Car, là ou le voyageur classique déclarera avoir visiter un pays, le « cocheur » lui, se ventera de l’avoir fait. C’est la le secret de sa discipline : le cocheur « fait » les pays, les uns derrière les autres, sans jamais vraiment ressentir le besoin de regarder en arrière. Car le temps presse, car il faut, il en est sûr, noircir un maximum de pages dans son passeport en un minium de temps.
Avantage : Pendant que le cocheur, prend soin de faire le tour des principales attractions, de compléter sa « check list » on pourra, tranquillement s’aventurer sur des routes plus calmes, des endroits un peu reculés et profiter du calme d’un lieu qu’on est seul, ou presque à visiter.
Ticket to : Thaïlande Editions la Martinière – Gaspard Walter Chloé Villaume
9 Comments
Les 10 choses que j’aime moins en voyage (partie 1) – Ticket to
24 avril 2012 at 16 h 17 min[…] suite de cet article est publiée ici : partie 2 […]
Estelle
24 avril 2012 at 19 h 12 minPour moi c’est bien vrai, qu’à chaque voyage, je me dis que je reviendrais, juste pour découvrir le coin voisin… 🙂
Par contre pour l’hôtel, on tombe de temps en temps sur des perles, un petit coin caché tenu par des gens géniaux.
gaspard
25 avril 2012 at 6 h 11 minAh non, mais c’est sur, parfois tu tombes sur un truc charmant qui te fais, l’espace de quelques jours, te sentir pratiquement comme chez toi. Mais tout de même, au bout d’un moment, quand la vie à l’hôtel devient un quotidien et plus simplement un élément de tes vacances ou de tes voyages, une certaine lassitude s’installe. C’est à dire que pour dix hôtels moyens tu en trouves un vraiment bon.
Bruno
25 avril 2012 at 19 h 01 minSans cocher, j’aime bien bouger moi et changer. Ca ne m’empêche pas de me dire très souvent je reviendrais. Mais j’avoue qu’au moment de choisir je choisis autre chose. Exception faites de quelques destinations que j’appelle mes pays de coeur (le Vietnam et l’Indonésie).

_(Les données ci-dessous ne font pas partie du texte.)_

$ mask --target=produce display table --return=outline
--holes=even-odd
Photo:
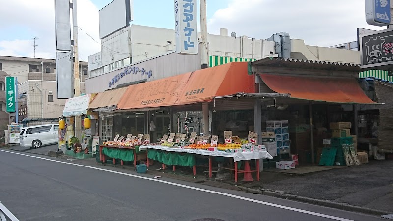
[[[113,158],[113,164],[116,163],[116,158],[120,159],[122,166],[124,165],[123,160],[127,161],[134,161],[134,166],[135,167],[137,165],[137,151],[136,149],[137,147],[138,147],[138,146],[100,145],[100,160],[103,163],[105,163],[105,156],[108,156],[109,157]]]
[[[195,158],[190,157],[192,154],[198,154],[206,156],[209,158],[209,177],[212,177],[212,157],[230,157],[233,159],[234,162],[234,169],[225,168],[226,169],[233,170],[235,171],[235,182],[237,182],[238,173],[246,172],[256,172],[256,179],[259,180],[259,161],[260,159],[273,159],[270,154],[267,151],[248,152],[241,153],[227,153],[221,151],[210,151],[198,150],[193,149],[184,149],[180,148],[168,147],[161,146],[142,145],[139,147],[140,150],[147,150],[146,157],[147,166],[149,165],[149,159],[153,159],[163,163],[163,168],[165,168],[163,161],[166,164],[173,165],[173,170],[175,170],[175,165],[189,166],[193,167],[194,175],[196,175],[196,162]],[[157,150],[162,150],[169,152],[166,155],[160,154]],[[184,156],[179,156],[178,154],[173,154],[176,153],[184,153]],[[170,154],[171,153],[172,154]],[[255,170],[245,171],[240,170],[238,168],[238,162],[242,160],[256,160],[256,169]]]

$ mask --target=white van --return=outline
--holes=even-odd
[[[58,143],[58,124],[51,124],[23,127],[19,136],[21,146],[37,148]]]

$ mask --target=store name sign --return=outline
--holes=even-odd
[[[359,35],[361,68],[393,64],[393,28]]]
[[[127,67],[124,68],[123,71],[115,75],[114,77],[109,81],[109,87],[111,87],[112,85],[114,85],[115,83],[117,83],[120,81],[120,79],[122,79],[123,77],[127,75],[130,74],[136,75],[139,73],[141,74],[142,76],[145,76],[147,78],[150,78],[153,75],[153,71],[148,71],[144,68],[139,68],[136,66]]]

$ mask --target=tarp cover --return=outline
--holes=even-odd
[[[232,62],[132,85],[117,105],[120,109],[209,102],[216,96],[255,93],[254,76],[247,62]]]
[[[311,101],[350,104],[375,104],[365,94],[355,78],[294,77],[261,74],[273,91]]]

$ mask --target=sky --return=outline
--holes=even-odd
[[[131,24],[174,29],[173,0],[133,0]],[[77,1],[80,60],[87,61],[100,50],[98,10],[112,0]],[[386,28],[367,24],[364,0],[206,1],[207,32],[213,34],[225,28],[265,39],[285,32],[307,45],[328,47],[356,41],[358,28]],[[54,0],[0,0],[0,55],[33,57],[35,37],[35,57],[55,58]]]

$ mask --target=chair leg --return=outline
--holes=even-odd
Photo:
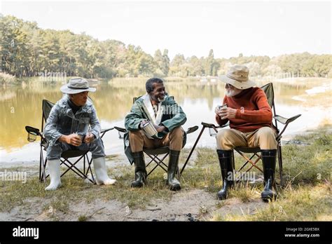
[[[187,163],[188,163],[188,161],[189,161],[191,156],[191,154],[193,154],[193,151],[195,150],[195,148],[197,146],[197,144],[198,143],[198,141],[200,140],[200,137],[202,136],[202,134],[204,132],[204,130],[205,130],[206,128],[206,126],[203,126],[203,128],[202,128],[202,130],[200,130],[200,135],[198,135],[198,137],[197,137],[196,139],[196,141],[195,142],[193,146],[193,148],[191,149],[191,152],[189,153],[189,155],[188,156],[188,158],[186,160],[186,162],[184,163],[184,165],[182,166],[182,168],[181,169],[181,171],[180,171],[180,175],[182,174],[182,172],[184,172],[184,168],[186,168]]]
[[[278,142],[278,163],[279,163],[279,172],[280,174],[280,186],[284,185],[284,181],[282,179],[282,147],[280,146],[280,142]]]

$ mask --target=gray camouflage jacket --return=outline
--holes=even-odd
[[[100,123],[92,102],[88,100],[74,115],[68,104],[69,99],[67,95],[64,95],[57,101],[47,118],[44,136],[48,145],[57,145],[60,136],[75,133],[86,135],[90,132],[95,135],[95,140],[99,137]]]

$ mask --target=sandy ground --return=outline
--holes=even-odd
[[[128,163],[122,156],[107,161],[109,168],[119,163]],[[22,165],[24,163],[19,163],[18,167]],[[20,167],[20,170],[23,168]],[[28,177],[38,175],[36,165],[34,168],[27,166],[25,170],[28,172]],[[246,203],[231,198],[223,201],[221,207],[216,194],[203,189],[182,189],[174,192],[170,201],[155,199],[143,210],[131,209],[116,200],[100,198],[89,203],[69,201],[66,212],[52,207],[45,210],[44,206],[51,201],[51,198],[30,198],[25,201],[24,205],[15,206],[10,212],[0,212],[0,221],[78,221],[80,216],[85,216],[86,221],[207,221],[212,219],[216,213],[220,215],[250,213],[268,205],[258,197]]]
[[[0,212],[1,221],[77,221],[85,216],[86,221],[206,221],[212,215],[252,213],[268,205],[259,198],[242,203],[237,198],[225,201],[219,208],[215,195],[204,190],[181,191],[175,193],[170,201],[153,201],[145,210],[130,209],[118,201],[101,201],[73,203],[66,212],[43,205],[50,199],[32,198],[29,204],[13,208],[9,212]],[[41,204],[43,203],[43,204]]]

PS : Tu as vraiment une bonne plume qui n’est pas sans me rappeler celle de Christopher le MediaReporter.
Aurélien
7 juillet 2012 at 15 h 28 minA l’inverse, l’hôtel j’apprécie à fond…

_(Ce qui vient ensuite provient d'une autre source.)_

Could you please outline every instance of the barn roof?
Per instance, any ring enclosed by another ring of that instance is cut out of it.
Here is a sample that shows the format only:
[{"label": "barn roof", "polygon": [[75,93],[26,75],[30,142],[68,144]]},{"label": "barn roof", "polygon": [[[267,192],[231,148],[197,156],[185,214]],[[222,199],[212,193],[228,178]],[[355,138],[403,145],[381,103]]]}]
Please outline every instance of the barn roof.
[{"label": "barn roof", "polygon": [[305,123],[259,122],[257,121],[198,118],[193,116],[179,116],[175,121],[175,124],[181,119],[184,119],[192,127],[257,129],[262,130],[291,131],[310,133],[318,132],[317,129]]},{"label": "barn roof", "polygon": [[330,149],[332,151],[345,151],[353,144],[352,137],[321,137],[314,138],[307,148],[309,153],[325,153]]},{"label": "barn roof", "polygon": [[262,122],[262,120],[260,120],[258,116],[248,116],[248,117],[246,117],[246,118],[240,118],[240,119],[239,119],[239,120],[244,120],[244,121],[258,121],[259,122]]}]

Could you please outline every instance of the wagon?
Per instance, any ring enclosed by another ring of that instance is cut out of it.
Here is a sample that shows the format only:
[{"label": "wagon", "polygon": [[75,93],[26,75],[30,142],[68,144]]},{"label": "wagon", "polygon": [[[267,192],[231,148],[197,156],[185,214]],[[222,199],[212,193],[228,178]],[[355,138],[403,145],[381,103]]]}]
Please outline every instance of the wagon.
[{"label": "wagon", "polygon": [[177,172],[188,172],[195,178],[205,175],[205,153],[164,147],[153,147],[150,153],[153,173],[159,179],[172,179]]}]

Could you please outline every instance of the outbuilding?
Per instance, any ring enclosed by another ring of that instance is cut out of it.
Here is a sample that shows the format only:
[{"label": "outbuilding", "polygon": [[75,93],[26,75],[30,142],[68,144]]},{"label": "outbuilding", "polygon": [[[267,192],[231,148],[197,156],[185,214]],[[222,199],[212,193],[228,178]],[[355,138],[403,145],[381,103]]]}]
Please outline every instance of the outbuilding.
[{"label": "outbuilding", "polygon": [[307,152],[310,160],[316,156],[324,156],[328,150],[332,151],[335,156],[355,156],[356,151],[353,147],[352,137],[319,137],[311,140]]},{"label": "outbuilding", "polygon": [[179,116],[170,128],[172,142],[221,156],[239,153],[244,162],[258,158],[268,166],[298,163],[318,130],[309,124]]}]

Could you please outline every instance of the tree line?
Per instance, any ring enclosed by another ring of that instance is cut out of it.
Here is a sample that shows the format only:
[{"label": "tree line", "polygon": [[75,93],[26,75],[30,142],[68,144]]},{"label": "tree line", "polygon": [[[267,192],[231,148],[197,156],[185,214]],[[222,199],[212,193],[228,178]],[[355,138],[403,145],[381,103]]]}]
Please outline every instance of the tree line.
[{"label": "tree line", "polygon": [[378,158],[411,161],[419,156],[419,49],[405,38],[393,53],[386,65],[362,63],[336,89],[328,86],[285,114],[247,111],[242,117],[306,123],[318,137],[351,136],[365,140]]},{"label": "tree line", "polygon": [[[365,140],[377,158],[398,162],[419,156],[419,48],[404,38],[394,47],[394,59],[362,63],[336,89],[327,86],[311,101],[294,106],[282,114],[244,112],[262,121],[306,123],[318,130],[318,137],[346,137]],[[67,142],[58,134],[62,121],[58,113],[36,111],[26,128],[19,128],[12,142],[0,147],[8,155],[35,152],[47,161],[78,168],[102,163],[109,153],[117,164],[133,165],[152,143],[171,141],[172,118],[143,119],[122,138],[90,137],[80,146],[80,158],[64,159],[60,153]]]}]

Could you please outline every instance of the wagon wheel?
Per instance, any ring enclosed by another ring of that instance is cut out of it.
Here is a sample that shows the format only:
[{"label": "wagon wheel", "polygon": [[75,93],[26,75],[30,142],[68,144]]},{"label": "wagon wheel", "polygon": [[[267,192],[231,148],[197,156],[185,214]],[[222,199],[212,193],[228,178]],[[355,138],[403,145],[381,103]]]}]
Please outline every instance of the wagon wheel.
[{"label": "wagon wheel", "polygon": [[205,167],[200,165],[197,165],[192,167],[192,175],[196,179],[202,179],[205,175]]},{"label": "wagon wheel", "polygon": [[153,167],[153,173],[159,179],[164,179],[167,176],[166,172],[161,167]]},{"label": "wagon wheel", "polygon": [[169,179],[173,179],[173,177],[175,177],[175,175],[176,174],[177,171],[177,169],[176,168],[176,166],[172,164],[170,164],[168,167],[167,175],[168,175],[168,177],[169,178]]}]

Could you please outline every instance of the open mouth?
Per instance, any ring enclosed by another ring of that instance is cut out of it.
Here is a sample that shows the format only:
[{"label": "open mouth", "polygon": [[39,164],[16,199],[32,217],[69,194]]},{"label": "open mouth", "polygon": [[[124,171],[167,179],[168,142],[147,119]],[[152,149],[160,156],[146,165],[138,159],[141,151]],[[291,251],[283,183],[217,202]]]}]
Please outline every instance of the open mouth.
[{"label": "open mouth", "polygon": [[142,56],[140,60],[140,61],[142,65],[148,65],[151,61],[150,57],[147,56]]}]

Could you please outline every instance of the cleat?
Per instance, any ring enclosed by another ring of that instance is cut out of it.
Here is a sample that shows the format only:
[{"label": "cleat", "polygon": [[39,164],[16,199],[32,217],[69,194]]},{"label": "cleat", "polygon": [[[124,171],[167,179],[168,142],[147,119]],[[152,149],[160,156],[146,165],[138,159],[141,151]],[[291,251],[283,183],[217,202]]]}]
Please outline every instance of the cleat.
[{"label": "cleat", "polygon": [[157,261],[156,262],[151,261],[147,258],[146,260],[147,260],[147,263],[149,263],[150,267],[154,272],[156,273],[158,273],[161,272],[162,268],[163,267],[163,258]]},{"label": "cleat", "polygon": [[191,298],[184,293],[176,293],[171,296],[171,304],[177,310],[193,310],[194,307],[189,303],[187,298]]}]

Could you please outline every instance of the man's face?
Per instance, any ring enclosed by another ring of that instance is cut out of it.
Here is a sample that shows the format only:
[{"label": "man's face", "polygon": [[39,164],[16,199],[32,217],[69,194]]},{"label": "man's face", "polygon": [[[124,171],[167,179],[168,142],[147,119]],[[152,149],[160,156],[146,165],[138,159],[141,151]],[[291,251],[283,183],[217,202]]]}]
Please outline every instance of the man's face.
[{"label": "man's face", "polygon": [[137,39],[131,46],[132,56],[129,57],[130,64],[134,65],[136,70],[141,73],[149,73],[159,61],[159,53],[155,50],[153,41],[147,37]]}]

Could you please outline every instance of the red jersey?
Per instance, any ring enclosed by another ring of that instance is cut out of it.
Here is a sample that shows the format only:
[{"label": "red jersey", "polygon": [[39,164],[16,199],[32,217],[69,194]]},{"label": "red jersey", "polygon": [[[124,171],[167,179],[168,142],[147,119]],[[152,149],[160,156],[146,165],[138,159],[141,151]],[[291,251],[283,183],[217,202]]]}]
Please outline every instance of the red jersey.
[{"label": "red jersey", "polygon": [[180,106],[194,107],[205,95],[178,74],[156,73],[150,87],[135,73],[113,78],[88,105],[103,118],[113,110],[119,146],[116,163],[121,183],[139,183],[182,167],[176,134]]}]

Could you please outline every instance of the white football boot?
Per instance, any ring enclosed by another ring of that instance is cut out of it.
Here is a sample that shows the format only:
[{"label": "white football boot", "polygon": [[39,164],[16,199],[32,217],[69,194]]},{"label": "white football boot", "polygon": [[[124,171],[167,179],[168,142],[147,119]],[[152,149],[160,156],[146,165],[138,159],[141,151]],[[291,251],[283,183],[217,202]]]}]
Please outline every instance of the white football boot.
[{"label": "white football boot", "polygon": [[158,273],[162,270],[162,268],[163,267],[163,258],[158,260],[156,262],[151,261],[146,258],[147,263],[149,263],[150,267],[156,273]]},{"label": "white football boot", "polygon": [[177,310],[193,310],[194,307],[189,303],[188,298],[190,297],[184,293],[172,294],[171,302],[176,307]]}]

Pas de ménage, souvent synonyme de restaurant systématiquement
De vrais vacances quoi…
Après c’est sur que sur le long terme, on s’y sent surement un peu à l’étroit 🙁
Allemagne
28 octobre 2012 at 0 h 34 minPour la majorité des points je suis plus ou moins d’accord après ça dépend du type de vacances ou voyages que l’on choisit!
Camille - L'Oiseau Rose
20 mars 2013 at 11 h 14 minLe pire, dans le « cocheur », c’est que même quand il visite un pays, il faut qu’il coche toutes les attractions touristiques… C’est pour ça que je déteste les « circuits » tout préparés (entre autres…)
gaspard
27 avril 2013 at 11 h 40 minCertains oui, d’autres non. On peut aussi se contenter de partager des ambiances, l’atmosphère d’une destination sans en dévoiler tous les secrets. Même en ayant vu quelques photos avant le départ, pour le voyageur, le voyage reste à faire et tout est encore à vivre.

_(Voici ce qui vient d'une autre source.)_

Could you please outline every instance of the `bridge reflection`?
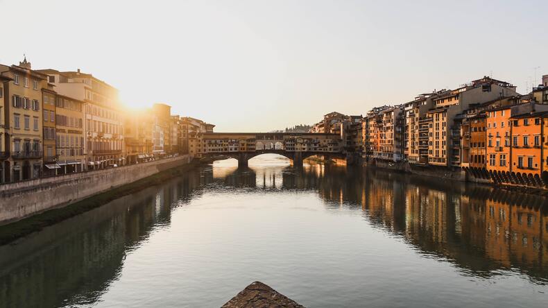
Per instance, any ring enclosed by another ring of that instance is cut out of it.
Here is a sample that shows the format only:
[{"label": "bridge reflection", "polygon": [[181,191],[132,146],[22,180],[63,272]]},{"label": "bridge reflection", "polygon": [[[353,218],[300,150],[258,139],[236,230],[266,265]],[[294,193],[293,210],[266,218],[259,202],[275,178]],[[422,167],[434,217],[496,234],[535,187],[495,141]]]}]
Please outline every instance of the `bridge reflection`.
[{"label": "bridge reflection", "polygon": [[95,302],[119,278],[126,255],[169,226],[174,208],[215,186],[314,191],[326,208],[360,211],[375,228],[466,275],[513,268],[548,283],[548,214],[541,197],[319,164],[225,171],[191,171],[0,247],[0,307]]}]

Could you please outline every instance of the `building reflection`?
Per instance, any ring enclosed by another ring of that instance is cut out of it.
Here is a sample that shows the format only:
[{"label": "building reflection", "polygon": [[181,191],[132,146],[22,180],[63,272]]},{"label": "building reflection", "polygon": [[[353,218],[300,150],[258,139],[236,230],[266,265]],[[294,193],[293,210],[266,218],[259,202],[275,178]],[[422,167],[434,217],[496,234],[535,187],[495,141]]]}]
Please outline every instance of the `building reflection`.
[{"label": "building reflection", "polygon": [[189,171],[0,247],[0,307],[91,305],[118,279],[126,255],[169,225],[174,208],[219,187],[314,191],[325,207],[359,211],[375,228],[467,275],[513,268],[548,283],[542,197],[345,166],[214,168]]}]

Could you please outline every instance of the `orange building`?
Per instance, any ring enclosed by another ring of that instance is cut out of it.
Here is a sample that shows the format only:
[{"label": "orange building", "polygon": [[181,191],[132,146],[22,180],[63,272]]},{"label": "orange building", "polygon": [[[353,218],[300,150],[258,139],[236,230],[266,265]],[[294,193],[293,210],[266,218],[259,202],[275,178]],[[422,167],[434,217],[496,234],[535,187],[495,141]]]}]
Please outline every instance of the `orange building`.
[{"label": "orange building", "polygon": [[545,118],[548,112],[540,111],[512,116],[512,168],[520,182],[536,186],[545,169],[542,145]]}]

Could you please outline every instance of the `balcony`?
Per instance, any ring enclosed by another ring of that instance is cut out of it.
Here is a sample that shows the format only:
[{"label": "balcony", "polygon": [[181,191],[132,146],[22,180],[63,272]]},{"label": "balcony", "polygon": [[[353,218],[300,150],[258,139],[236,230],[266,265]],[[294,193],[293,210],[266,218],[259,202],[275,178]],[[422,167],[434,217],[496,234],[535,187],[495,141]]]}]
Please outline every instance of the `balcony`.
[{"label": "balcony", "polygon": [[58,158],[57,156],[58,155],[53,155],[53,156],[47,156],[47,155],[46,155],[46,156],[44,156],[44,162],[55,162],[55,160],[57,160],[57,158]]},{"label": "balcony", "polygon": [[122,153],[122,151],[121,150],[94,150],[92,153],[94,155],[120,154]]},{"label": "balcony", "polygon": [[24,158],[40,158],[42,157],[41,151],[16,151],[12,152],[12,158],[14,159],[24,159]]}]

Après on peut aussi fermer les yeux avant de partir, rester loin des livres de voyage et de Google Image.
direct matelas
22 mai 2014 at 11 h 24 mincomplètement d’accord avec la partie sur l’hôtel. personnellement l’hôtel c’est sympa quelques jours mais je m’en lasse vite. je n’ai pas l’impression d’être « chez moi ». Mon lit me manque, ma couette me manque et que dire de mes oreillers en plume d’oie? en bref, ma chambre me manque!
Je préfère encore louer une maison, un appart’hotel ou dormir chez l’habitant (plus chaleureux!)